This is what’s keeping cities alive

The coronavirus pandemic shook the pieces off the board and threw them in the air. Now, in places like New York City where the epidemic’s fury has receded, they are starting to land again, scrambled in new and interesting ways.

I moved back to New York less than a year before the lockdown. Suddenly, the city I was getting to know again disappeared from reach, replaced by the perimeter of my home and my Brooklyn neighborhood, which was hit hard and fast by the virus.

The comeback of my neighborhood in the dark, early days of the pandemic started with the emergence of a mutual aid society. These groups self-organized across the city when collective isolation was at its most acute; the entire medical system outside of emergency rooms had suddenly evaporated, along with all commerce — save for grocery stores — construction sites, and, somehow, the city’s recycling pickups.

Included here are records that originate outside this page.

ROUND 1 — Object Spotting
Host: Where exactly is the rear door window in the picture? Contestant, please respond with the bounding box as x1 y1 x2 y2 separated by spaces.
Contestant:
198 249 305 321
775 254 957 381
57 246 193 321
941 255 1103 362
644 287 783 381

Before there was widespread coronavirus testing, the government’s medical advice to the sick was to stay home and suffer on your own until near death’s door, or you got better. It was a miracle to find, in the middle of all this, more than 2,000 not-so-distant neighbors who would do anything they could for each other, like deliver food, find a thermometer, or pick up a prescription. Knowing your neighbors were doing it not because it was their job but because they were kind and because they wanted to stand against the tide of collapse — well, it was everything.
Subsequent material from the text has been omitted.